Journal Of Natural Products
Author:
Keywords:
Science & Technology, Life Sciences & Biomedicine, Plant Sciences, Chemistry, Medicinal, Pharmacology & Pharmacy, MASS-SPECTROMETRY DATA, CHIKUNGUNYA VIRUS, DITERPENE ESTERS, JATROPHANE ESTERS, EUPHORBIA, DEREPLICATION, METABOLOMICS, INTEGRATION, IDENTIFICATION, CHROMATOGRAPHY, Biological Assay, Biological Products, Drug Discovery, Euphorbia, Plant Extracts, Tandem Mass Spectrometry, CHIKUNGUNYA VIRUS ACTIVITY, SOFTWARE, 03 Chemical Sciences, 06 Biological Sciences, 11 Medical and Health Sciences, Medicinal & Biomolecular Chemistry, 4208 Traditional, complementary and integrative medicine
Abstract:
It is a common problem in natural product therapeutic lead discovery programs that despite good bioassay results in the initial extract, the active compound(s) may not be isolated during subsequent bioassay-guided purification. Herein, we present the concept of bioactive molecular networking to find candidate active molecules directly from fractionated bioactive extracts.
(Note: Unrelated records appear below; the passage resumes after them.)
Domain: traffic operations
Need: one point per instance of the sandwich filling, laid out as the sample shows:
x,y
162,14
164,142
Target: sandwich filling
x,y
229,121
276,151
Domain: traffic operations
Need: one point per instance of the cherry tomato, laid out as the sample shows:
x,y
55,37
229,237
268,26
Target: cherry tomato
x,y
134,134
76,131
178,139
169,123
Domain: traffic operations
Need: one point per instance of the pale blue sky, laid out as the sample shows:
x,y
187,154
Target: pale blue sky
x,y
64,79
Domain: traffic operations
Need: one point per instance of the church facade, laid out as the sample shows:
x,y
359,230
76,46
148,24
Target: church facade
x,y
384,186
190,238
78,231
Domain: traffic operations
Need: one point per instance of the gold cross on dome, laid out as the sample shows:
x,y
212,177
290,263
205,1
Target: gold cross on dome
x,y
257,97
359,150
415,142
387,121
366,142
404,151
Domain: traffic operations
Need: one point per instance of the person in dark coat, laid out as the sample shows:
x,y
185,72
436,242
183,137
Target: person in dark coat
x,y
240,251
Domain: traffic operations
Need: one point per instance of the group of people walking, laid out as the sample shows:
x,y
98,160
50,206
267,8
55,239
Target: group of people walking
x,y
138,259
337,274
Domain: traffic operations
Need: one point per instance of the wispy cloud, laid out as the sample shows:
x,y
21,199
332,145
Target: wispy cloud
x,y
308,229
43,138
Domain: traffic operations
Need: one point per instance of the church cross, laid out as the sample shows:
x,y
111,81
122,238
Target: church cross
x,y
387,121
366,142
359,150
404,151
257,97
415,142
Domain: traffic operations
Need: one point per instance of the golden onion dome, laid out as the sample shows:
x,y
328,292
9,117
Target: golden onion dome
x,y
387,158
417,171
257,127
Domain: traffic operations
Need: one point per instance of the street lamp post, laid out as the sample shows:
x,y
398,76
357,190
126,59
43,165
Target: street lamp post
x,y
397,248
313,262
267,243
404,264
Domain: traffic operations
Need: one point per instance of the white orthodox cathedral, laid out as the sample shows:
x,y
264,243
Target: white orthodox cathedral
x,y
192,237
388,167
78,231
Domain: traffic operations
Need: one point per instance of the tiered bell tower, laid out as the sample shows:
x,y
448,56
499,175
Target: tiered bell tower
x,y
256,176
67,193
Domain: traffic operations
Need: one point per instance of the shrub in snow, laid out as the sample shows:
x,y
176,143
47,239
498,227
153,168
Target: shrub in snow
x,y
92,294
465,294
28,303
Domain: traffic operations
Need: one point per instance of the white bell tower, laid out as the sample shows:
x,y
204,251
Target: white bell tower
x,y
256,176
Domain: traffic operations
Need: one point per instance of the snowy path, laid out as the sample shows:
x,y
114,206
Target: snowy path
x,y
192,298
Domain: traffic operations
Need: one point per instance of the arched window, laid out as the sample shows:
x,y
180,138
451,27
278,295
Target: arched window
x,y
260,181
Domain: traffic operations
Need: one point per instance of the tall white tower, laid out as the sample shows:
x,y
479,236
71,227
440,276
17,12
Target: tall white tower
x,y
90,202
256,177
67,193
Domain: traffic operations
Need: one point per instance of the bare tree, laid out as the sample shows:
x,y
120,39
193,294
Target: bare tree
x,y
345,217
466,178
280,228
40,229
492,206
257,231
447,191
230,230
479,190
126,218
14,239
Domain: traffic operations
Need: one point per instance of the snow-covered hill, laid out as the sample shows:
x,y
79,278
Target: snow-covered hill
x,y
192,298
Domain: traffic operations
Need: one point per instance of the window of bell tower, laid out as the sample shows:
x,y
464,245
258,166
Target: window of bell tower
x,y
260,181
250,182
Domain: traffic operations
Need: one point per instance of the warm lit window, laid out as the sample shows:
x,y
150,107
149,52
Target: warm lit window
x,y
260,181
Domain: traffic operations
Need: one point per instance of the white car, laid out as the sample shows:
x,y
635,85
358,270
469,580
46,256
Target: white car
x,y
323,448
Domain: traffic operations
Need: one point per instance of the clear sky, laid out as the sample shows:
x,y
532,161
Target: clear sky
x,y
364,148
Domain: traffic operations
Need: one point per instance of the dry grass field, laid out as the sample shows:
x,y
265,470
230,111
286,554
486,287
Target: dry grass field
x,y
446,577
By employing tandem mass spectrometry, it is possible to accelerate the dereplication of molecules using molecular networking prior to subsequent isolation of the compounds, and it is also possible to expose potentially bioactive molecules using bioactivity score prediction. Indeed, bioactivity score prediction can be calculated with the relative abundance of a molecule in fractions and the bioactivity level of each fraction. For that reason, we have developed a bioinformatic workflow able to map bioactivity score in molecular networks and applied it for discovery of antiviral compounds from a previously investigated extract of Euphorbia dendroides where the bioactive candidate molecules were not discovered following a classical bioassay-guided fractionation procedure. It can be expected that this approach will be implemented as a systematic strategy, not only in current and future bioactive lead discovery from natural extract collections but also for the reinvestigation of the untapped reservoir of bioactive analogues in previous bioassay-guided fractionation efforts.